Мы пошли через зал, на ходу переговариваясь:

– Ты что, всем встречи тут назначаешь?

– Я обедаю здесь обычно, поэтому тебя сюда подъехать попросил. А эти меня увидели и подсели.

– Что они могут тебе сделать?

– Да черт их знает! Я, хоть и улыбаюсь им, признаться, струсил. Публика они специфическая. Поэтому тебе тогда посоветовал сваливать.

– Ты им должен что-нибудь?

– Нет, по нулям. И взять-то с меня нечего: квартира да участок с едва начатым строительством. Даже машину жена при уходе забрала.

– А могут взять?

– Эти всё могут, – печально сказал Андрей, помогая мне надеть пальто.

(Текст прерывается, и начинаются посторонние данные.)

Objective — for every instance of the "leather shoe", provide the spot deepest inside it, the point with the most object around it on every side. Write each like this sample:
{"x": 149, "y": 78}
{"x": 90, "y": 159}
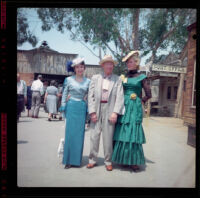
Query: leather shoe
{"x": 91, "y": 165}
{"x": 67, "y": 166}
{"x": 109, "y": 167}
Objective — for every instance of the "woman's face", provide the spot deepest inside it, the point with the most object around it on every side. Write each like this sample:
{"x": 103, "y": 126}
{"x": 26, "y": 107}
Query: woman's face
{"x": 131, "y": 64}
{"x": 108, "y": 67}
{"x": 79, "y": 69}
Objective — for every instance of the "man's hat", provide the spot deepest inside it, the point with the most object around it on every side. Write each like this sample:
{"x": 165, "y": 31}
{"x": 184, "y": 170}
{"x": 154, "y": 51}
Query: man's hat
{"x": 108, "y": 58}
{"x": 77, "y": 61}
{"x": 131, "y": 53}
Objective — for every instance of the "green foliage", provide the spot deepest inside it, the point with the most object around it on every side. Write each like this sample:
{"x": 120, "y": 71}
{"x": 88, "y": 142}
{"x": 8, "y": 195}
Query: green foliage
{"x": 23, "y": 32}
{"x": 100, "y": 27}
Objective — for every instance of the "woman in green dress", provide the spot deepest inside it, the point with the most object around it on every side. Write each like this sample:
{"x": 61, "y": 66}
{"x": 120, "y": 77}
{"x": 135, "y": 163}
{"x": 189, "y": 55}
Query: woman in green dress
{"x": 129, "y": 135}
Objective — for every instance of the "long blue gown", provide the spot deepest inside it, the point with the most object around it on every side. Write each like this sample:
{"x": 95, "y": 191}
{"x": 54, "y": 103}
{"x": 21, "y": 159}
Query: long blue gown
{"x": 75, "y": 110}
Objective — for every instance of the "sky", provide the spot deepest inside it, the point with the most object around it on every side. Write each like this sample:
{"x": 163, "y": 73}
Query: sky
{"x": 58, "y": 41}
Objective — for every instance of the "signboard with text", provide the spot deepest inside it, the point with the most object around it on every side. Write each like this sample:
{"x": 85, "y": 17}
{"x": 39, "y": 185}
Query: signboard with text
{"x": 169, "y": 68}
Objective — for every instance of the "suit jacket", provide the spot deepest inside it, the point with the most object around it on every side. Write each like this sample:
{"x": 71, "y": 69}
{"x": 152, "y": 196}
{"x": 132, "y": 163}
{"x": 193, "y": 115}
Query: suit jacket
{"x": 115, "y": 95}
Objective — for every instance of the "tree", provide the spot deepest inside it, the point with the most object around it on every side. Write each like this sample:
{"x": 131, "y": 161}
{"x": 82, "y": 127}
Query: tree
{"x": 121, "y": 30}
{"x": 23, "y": 32}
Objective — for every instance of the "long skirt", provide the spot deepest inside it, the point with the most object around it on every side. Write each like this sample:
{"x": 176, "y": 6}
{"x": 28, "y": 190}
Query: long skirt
{"x": 75, "y": 114}
{"x": 51, "y": 104}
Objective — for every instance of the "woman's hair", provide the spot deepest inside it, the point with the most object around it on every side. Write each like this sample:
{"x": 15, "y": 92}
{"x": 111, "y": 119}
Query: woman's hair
{"x": 136, "y": 58}
{"x": 53, "y": 83}
{"x": 82, "y": 63}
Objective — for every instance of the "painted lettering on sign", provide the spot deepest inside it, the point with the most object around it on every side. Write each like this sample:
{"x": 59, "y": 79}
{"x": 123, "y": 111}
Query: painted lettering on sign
{"x": 169, "y": 68}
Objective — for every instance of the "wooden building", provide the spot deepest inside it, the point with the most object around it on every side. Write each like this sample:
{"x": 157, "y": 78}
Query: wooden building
{"x": 49, "y": 63}
{"x": 165, "y": 79}
{"x": 189, "y": 87}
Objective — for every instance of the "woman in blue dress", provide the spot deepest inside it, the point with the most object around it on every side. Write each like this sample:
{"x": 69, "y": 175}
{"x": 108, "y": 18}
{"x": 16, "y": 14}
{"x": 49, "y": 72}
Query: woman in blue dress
{"x": 74, "y": 106}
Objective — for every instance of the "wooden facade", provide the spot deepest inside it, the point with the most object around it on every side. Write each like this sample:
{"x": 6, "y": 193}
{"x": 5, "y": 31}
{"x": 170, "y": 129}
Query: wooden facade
{"x": 189, "y": 95}
{"x": 51, "y": 64}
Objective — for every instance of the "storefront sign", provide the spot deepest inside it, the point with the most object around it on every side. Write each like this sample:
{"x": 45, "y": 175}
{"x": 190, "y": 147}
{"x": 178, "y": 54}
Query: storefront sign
{"x": 169, "y": 68}
{"x": 168, "y": 74}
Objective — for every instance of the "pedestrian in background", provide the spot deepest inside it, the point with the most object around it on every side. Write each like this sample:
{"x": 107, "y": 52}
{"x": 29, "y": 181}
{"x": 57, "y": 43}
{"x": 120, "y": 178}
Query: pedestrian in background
{"x": 74, "y": 106}
{"x": 59, "y": 98}
{"x": 45, "y": 85}
{"x": 29, "y": 98}
{"x": 37, "y": 92}
{"x": 50, "y": 99}
{"x": 129, "y": 135}
{"x": 21, "y": 95}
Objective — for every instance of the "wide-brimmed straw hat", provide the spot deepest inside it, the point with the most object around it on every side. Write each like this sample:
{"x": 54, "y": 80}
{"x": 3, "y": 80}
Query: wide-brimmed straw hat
{"x": 130, "y": 54}
{"x": 108, "y": 58}
{"x": 77, "y": 61}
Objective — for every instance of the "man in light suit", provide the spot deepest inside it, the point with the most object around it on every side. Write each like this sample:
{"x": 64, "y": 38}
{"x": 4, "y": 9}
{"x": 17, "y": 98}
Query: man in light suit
{"x": 105, "y": 103}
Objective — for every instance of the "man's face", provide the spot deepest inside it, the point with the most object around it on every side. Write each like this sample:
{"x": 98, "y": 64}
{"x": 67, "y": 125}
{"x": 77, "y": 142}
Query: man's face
{"x": 108, "y": 67}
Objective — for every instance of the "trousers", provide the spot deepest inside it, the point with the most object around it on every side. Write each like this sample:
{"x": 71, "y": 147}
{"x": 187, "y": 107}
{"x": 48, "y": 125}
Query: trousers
{"x": 103, "y": 126}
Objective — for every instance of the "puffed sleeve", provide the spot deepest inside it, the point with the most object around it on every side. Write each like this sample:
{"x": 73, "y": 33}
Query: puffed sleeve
{"x": 147, "y": 90}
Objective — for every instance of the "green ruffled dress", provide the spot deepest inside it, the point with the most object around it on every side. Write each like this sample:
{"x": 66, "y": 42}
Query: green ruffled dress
{"x": 129, "y": 135}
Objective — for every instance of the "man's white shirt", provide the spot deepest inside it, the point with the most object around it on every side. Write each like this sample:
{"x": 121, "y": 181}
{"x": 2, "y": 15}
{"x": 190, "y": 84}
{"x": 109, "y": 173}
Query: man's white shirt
{"x": 37, "y": 85}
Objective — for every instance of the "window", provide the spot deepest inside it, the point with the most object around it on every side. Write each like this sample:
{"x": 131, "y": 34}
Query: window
{"x": 175, "y": 92}
{"x": 194, "y": 87}
{"x": 169, "y": 93}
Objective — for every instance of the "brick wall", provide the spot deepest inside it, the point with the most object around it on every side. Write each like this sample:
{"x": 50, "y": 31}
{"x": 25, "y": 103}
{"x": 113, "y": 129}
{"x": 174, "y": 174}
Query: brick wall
{"x": 189, "y": 112}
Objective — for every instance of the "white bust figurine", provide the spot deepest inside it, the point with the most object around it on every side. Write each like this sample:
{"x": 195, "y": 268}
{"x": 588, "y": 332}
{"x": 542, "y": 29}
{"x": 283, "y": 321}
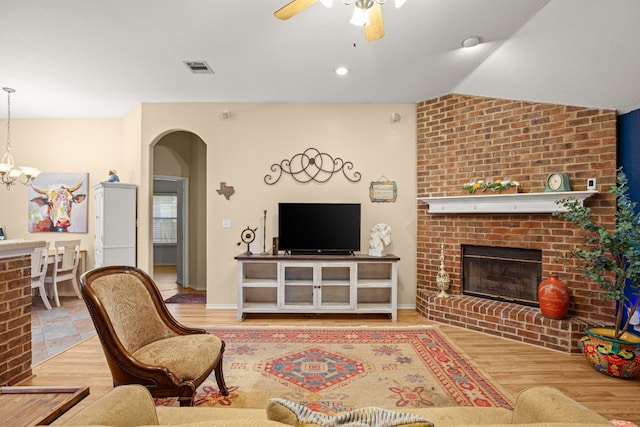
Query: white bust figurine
{"x": 379, "y": 237}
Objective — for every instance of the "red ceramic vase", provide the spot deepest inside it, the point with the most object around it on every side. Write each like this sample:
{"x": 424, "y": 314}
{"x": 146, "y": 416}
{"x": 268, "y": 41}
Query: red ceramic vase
{"x": 553, "y": 296}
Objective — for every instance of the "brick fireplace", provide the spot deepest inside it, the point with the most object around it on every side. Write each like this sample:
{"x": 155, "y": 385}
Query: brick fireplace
{"x": 462, "y": 138}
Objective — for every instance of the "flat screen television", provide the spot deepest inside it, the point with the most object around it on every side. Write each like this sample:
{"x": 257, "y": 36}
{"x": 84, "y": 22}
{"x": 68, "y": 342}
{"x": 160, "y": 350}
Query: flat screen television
{"x": 319, "y": 228}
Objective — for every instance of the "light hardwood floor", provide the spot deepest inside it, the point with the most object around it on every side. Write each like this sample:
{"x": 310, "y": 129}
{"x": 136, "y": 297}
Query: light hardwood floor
{"x": 513, "y": 365}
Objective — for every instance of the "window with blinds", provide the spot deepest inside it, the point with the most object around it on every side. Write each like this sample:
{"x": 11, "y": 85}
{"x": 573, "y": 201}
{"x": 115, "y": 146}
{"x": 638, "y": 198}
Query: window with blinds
{"x": 165, "y": 218}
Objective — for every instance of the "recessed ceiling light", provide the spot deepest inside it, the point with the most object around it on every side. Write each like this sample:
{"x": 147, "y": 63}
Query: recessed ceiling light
{"x": 471, "y": 41}
{"x": 198, "y": 67}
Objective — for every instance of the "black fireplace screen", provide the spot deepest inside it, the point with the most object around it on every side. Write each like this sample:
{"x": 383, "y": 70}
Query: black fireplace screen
{"x": 505, "y": 274}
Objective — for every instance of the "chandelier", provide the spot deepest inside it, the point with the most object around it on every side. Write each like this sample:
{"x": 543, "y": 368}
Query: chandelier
{"x": 9, "y": 174}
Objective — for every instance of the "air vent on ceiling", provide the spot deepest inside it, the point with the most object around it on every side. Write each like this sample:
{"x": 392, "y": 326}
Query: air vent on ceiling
{"x": 199, "y": 67}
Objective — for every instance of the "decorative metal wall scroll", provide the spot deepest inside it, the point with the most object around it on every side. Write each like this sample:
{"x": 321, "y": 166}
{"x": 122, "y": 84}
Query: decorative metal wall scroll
{"x": 311, "y": 165}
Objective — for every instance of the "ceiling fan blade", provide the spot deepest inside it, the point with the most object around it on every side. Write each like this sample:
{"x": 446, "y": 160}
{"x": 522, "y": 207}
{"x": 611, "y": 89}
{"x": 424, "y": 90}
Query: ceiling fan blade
{"x": 293, "y": 8}
{"x": 375, "y": 30}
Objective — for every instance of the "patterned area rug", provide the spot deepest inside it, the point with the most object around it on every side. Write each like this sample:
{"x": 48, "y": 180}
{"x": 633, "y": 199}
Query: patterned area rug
{"x": 187, "y": 299}
{"x": 332, "y": 370}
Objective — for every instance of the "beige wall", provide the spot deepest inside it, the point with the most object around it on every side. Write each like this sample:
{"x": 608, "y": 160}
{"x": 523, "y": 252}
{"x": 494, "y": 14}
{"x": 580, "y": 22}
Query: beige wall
{"x": 240, "y": 152}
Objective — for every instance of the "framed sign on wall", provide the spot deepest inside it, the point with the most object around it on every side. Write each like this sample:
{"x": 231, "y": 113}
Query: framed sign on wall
{"x": 383, "y": 191}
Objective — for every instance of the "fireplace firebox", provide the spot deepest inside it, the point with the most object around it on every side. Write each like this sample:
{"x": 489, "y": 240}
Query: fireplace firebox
{"x": 503, "y": 274}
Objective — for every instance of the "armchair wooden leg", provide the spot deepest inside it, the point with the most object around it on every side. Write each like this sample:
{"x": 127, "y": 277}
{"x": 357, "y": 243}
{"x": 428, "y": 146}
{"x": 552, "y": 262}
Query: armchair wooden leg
{"x": 187, "y": 394}
{"x": 220, "y": 379}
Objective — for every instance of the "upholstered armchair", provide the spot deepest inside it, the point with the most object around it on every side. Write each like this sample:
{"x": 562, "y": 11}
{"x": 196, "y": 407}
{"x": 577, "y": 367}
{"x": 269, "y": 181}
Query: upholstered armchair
{"x": 142, "y": 341}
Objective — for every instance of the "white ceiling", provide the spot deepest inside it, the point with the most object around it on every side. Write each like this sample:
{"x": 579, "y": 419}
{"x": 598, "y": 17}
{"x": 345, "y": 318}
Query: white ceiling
{"x": 92, "y": 58}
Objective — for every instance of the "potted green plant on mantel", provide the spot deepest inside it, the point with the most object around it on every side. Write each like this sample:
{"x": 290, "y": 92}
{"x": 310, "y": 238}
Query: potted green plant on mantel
{"x": 610, "y": 257}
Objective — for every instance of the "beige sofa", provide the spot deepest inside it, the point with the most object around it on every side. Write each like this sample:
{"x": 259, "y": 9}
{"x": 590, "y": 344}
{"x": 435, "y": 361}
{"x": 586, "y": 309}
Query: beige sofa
{"x": 132, "y": 405}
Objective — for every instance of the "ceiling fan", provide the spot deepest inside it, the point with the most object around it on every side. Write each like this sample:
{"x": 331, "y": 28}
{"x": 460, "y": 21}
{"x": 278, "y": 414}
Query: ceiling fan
{"x": 366, "y": 13}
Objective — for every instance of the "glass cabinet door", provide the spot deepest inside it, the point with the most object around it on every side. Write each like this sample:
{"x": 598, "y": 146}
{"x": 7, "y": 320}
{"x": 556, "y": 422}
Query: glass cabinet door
{"x": 298, "y": 286}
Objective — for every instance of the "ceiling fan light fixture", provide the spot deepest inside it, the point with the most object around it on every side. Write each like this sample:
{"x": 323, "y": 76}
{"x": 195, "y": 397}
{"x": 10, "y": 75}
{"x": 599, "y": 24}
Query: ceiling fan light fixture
{"x": 360, "y": 17}
{"x": 342, "y": 71}
{"x": 471, "y": 41}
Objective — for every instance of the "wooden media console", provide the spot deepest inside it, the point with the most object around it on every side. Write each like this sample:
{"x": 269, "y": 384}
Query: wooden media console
{"x": 317, "y": 284}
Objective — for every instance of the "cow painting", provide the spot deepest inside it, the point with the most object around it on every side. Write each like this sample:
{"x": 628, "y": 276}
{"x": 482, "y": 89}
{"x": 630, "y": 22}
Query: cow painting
{"x": 52, "y": 206}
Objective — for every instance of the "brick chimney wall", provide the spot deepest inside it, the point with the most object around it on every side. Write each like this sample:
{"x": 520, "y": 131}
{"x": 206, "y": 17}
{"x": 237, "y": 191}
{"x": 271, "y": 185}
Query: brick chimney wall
{"x": 15, "y": 319}
{"x": 463, "y": 138}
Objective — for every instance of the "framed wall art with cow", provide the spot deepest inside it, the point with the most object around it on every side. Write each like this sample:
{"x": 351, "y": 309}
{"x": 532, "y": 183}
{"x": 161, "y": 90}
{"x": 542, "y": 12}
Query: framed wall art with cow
{"x": 58, "y": 203}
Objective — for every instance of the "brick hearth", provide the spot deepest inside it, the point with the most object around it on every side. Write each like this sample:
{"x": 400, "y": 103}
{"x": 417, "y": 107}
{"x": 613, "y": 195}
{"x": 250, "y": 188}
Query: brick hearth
{"x": 462, "y": 138}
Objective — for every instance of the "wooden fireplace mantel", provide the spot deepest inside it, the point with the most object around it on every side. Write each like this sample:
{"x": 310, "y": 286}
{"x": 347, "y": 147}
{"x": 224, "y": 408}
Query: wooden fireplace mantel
{"x": 517, "y": 203}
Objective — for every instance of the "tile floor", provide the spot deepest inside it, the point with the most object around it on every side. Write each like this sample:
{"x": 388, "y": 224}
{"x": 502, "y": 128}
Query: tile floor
{"x": 59, "y": 328}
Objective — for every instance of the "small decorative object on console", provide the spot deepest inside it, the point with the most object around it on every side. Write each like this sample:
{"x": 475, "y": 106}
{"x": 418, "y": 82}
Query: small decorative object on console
{"x": 380, "y": 236}
{"x": 493, "y": 186}
{"x": 113, "y": 177}
{"x": 248, "y": 236}
{"x": 557, "y": 181}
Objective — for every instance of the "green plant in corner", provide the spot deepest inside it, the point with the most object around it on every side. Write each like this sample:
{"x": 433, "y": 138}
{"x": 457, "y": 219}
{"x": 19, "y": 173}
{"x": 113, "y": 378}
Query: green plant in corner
{"x": 610, "y": 257}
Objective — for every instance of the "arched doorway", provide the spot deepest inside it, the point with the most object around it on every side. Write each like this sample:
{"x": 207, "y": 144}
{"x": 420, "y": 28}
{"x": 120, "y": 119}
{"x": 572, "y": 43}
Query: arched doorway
{"x": 180, "y": 157}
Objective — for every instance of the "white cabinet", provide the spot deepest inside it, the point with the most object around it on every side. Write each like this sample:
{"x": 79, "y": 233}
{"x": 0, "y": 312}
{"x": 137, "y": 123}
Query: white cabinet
{"x": 317, "y": 284}
{"x": 115, "y": 224}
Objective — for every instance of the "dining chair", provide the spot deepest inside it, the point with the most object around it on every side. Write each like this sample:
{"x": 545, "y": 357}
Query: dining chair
{"x": 39, "y": 264}
{"x": 65, "y": 267}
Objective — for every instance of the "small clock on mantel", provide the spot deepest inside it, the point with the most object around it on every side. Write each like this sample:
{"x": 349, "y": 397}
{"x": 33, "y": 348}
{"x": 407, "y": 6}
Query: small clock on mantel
{"x": 557, "y": 181}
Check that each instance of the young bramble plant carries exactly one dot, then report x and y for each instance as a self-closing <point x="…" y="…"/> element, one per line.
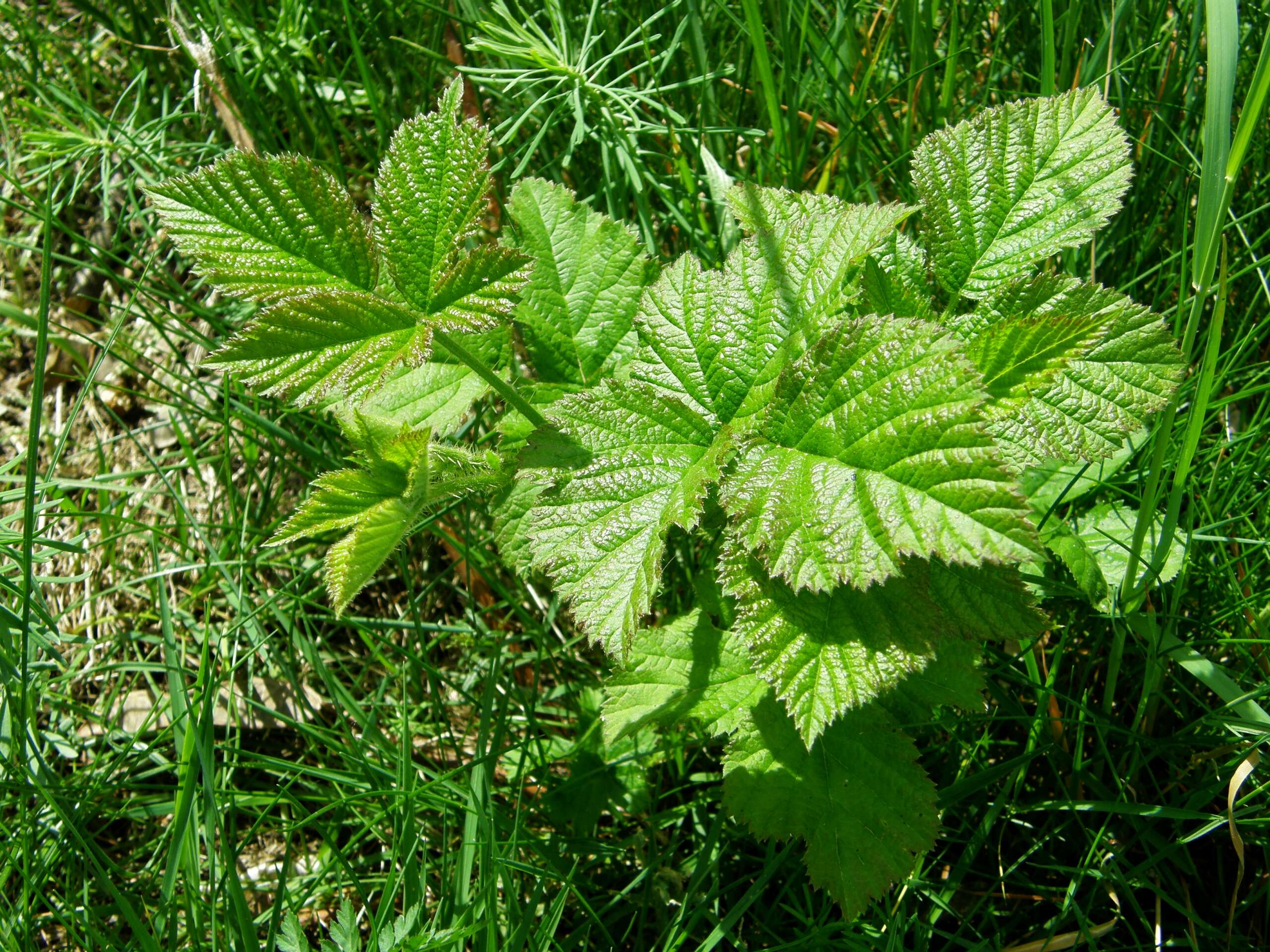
<point x="833" y="431"/>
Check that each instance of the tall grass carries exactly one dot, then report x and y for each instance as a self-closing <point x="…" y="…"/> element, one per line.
<point x="436" y="747"/>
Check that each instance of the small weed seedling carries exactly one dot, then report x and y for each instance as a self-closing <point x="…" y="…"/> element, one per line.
<point x="832" y="433"/>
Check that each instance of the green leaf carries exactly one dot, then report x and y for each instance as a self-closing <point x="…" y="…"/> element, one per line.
<point x="1107" y="532"/>
<point x="1025" y="353"/>
<point x="952" y="679"/>
<point x="604" y="774"/>
<point x="1076" y="556"/>
<point x="985" y="602"/>
<point x="577" y="310"/>
<point x="829" y="653"/>
<point x="631" y="464"/>
<point x="429" y="200"/>
<point x="345" y="935"/>
<point x="1103" y="389"/>
<point x="291" y="936"/>
<point x="353" y="561"/>
<point x="1016" y="184"/>
<point x="859" y="799"/>
<point x="1053" y="483"/>
<point x="509" y="511"/>
<point x="681" y="669"/>
<point x="402" y="474"/>
<point x="264" y="228"/>
<point x="874" y="450"/>
<point x="720" y="338"/>
<point x="308" y="346"/>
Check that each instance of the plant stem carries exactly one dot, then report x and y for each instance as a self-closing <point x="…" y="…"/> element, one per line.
<point x="501" y="386"/>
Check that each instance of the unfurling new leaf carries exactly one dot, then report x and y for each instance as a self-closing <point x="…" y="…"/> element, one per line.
<point x="835" y="434"/>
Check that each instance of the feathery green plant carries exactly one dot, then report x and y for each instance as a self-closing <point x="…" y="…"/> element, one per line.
<point x="838" y="422"/>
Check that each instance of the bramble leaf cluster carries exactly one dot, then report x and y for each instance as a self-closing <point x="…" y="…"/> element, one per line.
<point x="855" y="431"/>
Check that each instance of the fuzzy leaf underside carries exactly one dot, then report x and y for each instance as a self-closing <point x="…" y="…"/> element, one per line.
<point x="952" y="679"/>
<point x="263" y="228"/>
<point x="859" y="799"/>
<point x="1055" y="483"/>
<point x="353" y="560"/>
<point x="1017" y="183"/>
<point x="873" y="450"/>
<point x="432" y="395"/>
<point x="577" y="310"/>
<point x="719" y="338"/>
<point x="683" y="669"/>
<point x="636" y="463"/>
<point x="429" y="197"/>
<point x="1123" y="371"/>
<point x="377" y="504"/>
<point x="894" y="280"/>
<point x="828" y="653"/>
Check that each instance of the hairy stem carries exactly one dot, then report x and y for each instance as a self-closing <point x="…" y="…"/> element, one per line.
<point x="501" y="386"/>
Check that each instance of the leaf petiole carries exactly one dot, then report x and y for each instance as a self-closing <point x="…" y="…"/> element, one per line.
<point x="501" y="386"/>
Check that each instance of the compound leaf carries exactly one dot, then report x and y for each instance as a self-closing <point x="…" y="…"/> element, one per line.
<point x="828" y="653"/>
<point x="1122" y="366"/>
<point x="874" y="450"/>
<point x="720" y="337"/>
<point x="952" y="679"/>
<point x="683" y="669"/>
<point x="264" y="228"/>
<point x="429" y="197"/>
<point x="1017" y="183"/>
<point x="858" y="797"/>
<point x="1107" y="532"/>
<point x="353" y="560"/>
<point x="634" y="464"/>
<point x="400" y="473"/>
<point x="432" y="395"/>
<point x="894" y="280"/>
<point x="577" y="310"/>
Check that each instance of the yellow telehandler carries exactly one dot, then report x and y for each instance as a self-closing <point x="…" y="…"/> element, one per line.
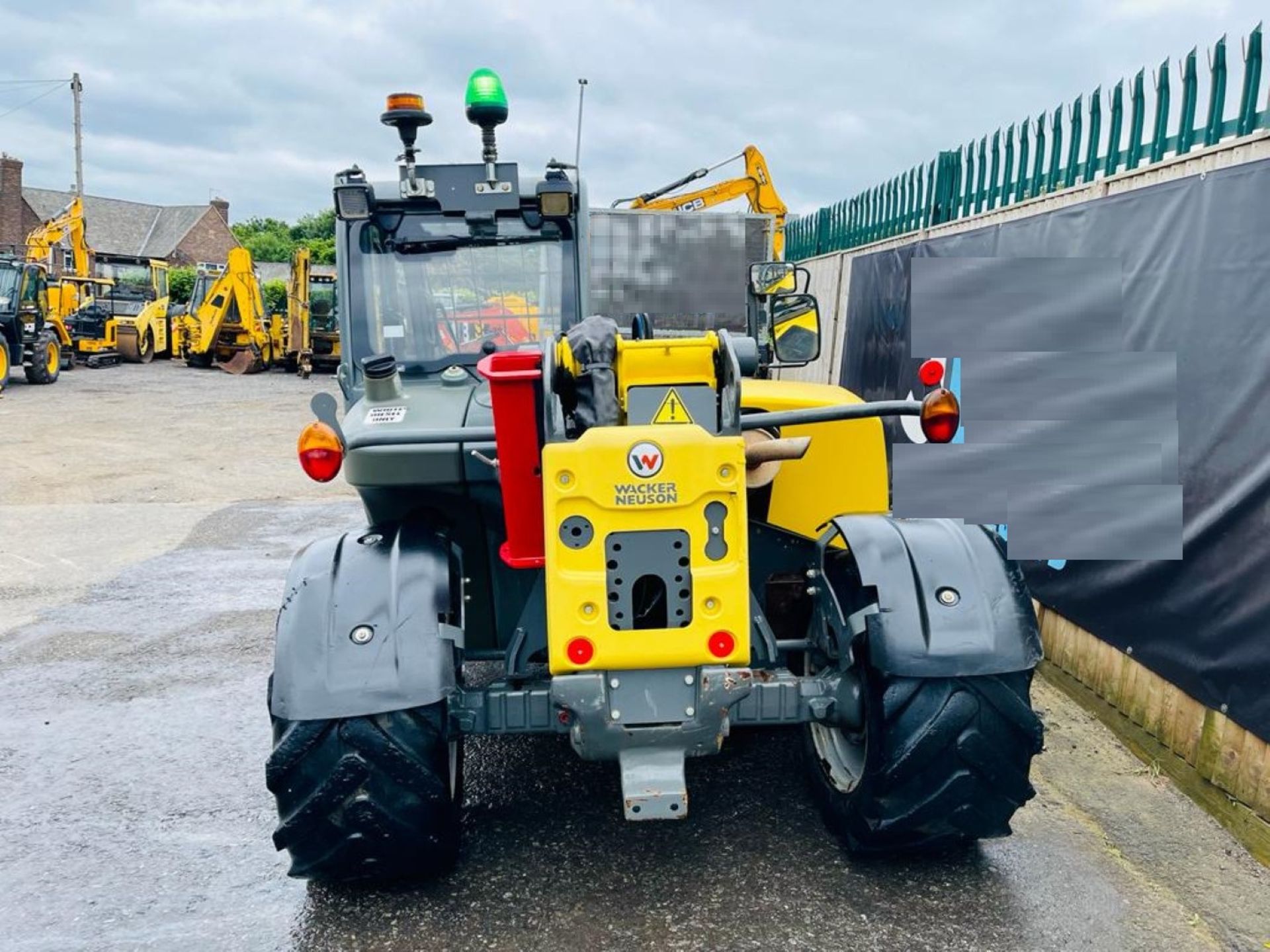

– Тогда так, – сказала я. – давай к выходу отойдем, и ты мне перескажешь свою статью. Надеюсь, аббревиатур тут нет? Я ведь в вашей японской грамоте не разбираюсь, хоть торговала компьютерами три года.

– Да, вот здесь, – взяв у меня из рук бумаги, начал он.

И тут грохнуло! Из двери зала, который мы только что покинули, вырвалось пламя, посыпались стёкла. Я схватила Андрея за руку и потащила на улицу. На ступеньках лежал человек. Наверное, его выбросило взрывом через стеклянную витрину. Я остановилась, чтобы взглянуть, что с ним, и тут из дверей повалила толпа. Нас столкнули на лежащего. Только когда это стадо пролетело, мы смогли подняться и помочь раненому. Крови было много, но что повреждено, я не могла понять то ли от задним умом осознанного страха, то ли оттого, что все вокруг было усеяно стеклами. Мы с Андреем тоже были в крови и тоже непонятно, в своей ли от осколков, на которые повалились, или в чужой.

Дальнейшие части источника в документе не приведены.